The perfect city is one in which a skateboard is the standard means of transportation, not even joking. Skateboard(electric, longboard, PEV, what have you) + robust public transportation is such a winning combo. Bikes are cool and all, but take up a ton of space on public transportation, so designing a city around the range of a skateboard would be such a good move! Additionally, it would make walking way way easier too. All around win. Fuck American cities, fuck driving
I bought an electric scooter back in March and it has been may favourite thing ever. Admittedly I have seen them destroy cities with the scooter sharing model (ever been to Nashville?), but they're so small, so fun, and make that annoying "last mile" distance easy.
Singapore
It's so frustrating to me that one of the most ruthlessly capitalist countries in the world has truly incredible public housing and nobody has been like "hmmm, isn't it weird that a place that is extraordinarily committed to capitalism couldn't make housing work and instead just decided to say 'fuck it' and instituted massive public housing that has worked wonderfully? Nah, not weird that's just a quirk capitalism can totally do housing fine."
A lot of European cities and even rural areas are designed much denser than in America. Additionally, a lot of our cities and infrastructure is designed to cater to the car. A lot of our society and spacial systems are designed in a way that disincentivizes pedestrianism. We would have to make massive adjustments to how our communities are built and what’s allowed.

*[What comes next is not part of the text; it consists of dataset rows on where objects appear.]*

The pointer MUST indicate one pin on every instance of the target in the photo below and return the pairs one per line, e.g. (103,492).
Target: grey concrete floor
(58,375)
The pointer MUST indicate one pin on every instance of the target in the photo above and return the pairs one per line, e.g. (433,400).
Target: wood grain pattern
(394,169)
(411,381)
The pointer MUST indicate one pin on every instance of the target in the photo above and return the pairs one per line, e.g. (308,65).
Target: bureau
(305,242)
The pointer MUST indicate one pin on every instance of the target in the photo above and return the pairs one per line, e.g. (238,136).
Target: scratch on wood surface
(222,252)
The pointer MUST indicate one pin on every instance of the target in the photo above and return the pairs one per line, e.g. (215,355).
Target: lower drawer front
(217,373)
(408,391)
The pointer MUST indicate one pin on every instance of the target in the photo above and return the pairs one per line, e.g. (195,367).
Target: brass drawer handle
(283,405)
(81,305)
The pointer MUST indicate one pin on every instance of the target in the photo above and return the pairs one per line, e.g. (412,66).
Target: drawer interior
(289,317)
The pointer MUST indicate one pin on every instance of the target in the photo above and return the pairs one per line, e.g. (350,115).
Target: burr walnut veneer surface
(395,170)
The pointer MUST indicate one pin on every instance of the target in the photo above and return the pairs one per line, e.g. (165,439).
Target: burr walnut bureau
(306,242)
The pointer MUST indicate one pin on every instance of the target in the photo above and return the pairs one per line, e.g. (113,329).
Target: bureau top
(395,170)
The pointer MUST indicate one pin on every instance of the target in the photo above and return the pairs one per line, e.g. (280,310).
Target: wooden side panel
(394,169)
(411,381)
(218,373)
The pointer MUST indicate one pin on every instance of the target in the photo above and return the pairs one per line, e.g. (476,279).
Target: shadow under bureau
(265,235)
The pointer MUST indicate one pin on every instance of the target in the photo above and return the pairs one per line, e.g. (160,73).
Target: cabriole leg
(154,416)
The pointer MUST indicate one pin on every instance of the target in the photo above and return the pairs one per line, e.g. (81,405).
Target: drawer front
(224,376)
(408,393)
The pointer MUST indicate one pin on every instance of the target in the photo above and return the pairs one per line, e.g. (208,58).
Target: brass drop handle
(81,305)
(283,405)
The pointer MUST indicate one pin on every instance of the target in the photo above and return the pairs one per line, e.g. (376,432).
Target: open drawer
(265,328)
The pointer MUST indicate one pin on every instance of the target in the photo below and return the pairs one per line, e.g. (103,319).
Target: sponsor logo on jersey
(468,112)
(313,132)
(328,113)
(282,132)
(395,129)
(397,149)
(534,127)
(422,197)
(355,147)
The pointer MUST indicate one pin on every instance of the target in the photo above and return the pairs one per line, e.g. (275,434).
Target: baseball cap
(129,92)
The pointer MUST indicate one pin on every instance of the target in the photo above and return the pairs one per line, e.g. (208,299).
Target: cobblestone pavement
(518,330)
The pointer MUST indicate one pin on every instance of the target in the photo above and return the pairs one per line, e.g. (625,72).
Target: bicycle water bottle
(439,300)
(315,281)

A better world is always possible, but maybe not probable in the United States.
It’s possible but it’s gonna require a shit load of public investment, private sector sacrifice, and cultural changes.
Never from the imperial core. At least as long as we're beholden to monied interests.
In the U.S., aren't most "walkable" neighborhoods increasingly white, PMC?
We'd have to put a cap on gentrification and turn surplus privately-owned housing in these areas into free or affordable public housing for this concept to work for the entire working class and not just the highly-paid PMC workers.
Yep. That is the problem. The most livable areas are for the better off.
The idea that cities should be designed around 15 minute hubs, where you should be able to walk to everything you need (job, grocery, school, hospital, restaurants, etc) within 15 minutes. From Paris’s new plans to Barcelona’s superblocks, it looks like cities across Europe at least are beginning to catch on to how appealing this way of living is. Thoughts on how to apply this to cities outside of Europe?
Holy shit this occurred to me once as a policy proposal.
Difference here being that these "15-minute cities" are usually considered as contiguous rather than isolated. Barcelona superblocks rather than towers in a park.
In America, you'd only see this as new construction aimed at PMC 20-somethings.